Heat conduction in multifunctional nanotrusses studied using Boltzmann transport equation

TL;DR

This study investigates heat conduction in nanotrusses with complex geometry using Boltzmann transport equation, revealing their potential to achieve low thermal conductivity alongside high stiffness and low density.

Contribution

It introduces a novel simulation approach for nanotruss heat conduction and identifies key parameters controlling thermal properties.

Findings

Thermal conductivity depends mainly on solid fraction and wall thickness.

Nanotrusses can achieve unique mechanical and thermal property combinations.

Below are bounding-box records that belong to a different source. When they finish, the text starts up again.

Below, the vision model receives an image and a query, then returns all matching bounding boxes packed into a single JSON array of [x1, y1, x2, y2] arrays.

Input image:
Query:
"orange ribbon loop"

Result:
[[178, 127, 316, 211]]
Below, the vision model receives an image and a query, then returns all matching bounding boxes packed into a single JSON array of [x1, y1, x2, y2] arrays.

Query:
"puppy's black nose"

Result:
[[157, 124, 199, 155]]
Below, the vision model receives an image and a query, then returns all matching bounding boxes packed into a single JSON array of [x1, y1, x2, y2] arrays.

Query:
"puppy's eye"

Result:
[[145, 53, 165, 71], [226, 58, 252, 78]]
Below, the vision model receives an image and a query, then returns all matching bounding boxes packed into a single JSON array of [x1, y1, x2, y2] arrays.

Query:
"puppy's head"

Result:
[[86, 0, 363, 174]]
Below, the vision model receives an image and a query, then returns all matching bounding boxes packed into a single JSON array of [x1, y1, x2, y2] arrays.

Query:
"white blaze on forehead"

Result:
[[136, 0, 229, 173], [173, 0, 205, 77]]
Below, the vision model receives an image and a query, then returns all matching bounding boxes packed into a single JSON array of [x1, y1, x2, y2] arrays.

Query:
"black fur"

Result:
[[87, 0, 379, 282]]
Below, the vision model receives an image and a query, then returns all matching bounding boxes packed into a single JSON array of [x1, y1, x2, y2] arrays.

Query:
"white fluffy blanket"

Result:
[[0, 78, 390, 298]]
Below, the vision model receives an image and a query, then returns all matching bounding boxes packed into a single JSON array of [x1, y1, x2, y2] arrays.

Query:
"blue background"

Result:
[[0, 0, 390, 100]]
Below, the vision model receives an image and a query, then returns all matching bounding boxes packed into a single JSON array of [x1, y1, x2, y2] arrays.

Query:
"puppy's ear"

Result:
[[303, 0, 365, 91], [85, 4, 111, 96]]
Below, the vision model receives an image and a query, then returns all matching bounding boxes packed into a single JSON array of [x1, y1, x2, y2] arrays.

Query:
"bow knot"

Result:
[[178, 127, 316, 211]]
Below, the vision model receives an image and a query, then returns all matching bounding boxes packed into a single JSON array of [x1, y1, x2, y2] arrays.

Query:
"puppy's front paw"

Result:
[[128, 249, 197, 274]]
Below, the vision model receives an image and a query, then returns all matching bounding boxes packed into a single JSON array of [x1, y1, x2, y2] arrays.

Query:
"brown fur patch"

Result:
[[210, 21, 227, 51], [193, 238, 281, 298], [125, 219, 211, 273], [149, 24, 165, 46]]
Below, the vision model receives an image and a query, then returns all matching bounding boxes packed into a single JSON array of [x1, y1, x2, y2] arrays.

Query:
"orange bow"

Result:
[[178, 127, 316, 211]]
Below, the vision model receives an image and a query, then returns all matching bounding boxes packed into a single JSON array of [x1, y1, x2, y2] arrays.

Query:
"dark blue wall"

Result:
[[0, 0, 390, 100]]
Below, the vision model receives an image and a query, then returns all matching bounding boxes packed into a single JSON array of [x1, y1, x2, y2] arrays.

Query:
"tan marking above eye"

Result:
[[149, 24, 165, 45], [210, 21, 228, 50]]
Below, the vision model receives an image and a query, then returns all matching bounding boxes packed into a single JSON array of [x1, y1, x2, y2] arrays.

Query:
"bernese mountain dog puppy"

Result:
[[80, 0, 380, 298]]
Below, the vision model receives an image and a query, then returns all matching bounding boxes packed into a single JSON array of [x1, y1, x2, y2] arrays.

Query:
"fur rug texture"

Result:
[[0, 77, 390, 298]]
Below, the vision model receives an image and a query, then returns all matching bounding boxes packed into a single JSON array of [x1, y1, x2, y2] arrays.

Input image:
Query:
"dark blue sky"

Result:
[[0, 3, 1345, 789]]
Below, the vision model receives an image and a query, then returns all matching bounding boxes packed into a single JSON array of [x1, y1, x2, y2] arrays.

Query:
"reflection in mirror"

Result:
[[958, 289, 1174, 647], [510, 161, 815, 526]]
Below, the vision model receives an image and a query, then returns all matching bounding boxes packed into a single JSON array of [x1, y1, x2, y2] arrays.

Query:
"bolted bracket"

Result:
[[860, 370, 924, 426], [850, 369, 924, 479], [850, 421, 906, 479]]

Simulations predict low thermal conductivity in nanotrusses with specific geometries.

Abstract

Materials that possess low density, low thermal conductivity, and high stiffness are desirable for engineering applications, but most materials cannot realize these properties simultaneously due to the coupling between them. Nanotrusses, which consist of hollow nanoscale beams architected into a periodic truss structure, can potentially break these couplings due to their lattice architecture and nanoscale features. In this work, we study heat conduction in the exact nanotruss geometry by solving the frequency-dependent Boltzmann transport equation using a variance-reduced Monte Carlo algorithm. We show that their thermal conductivity can be described with only two parameters, solid fraction and wall thickness. Our simulations predict that nanotrusses can realize unique combinations of mechanical and thermal properties that are challenging to achieve in typical materials.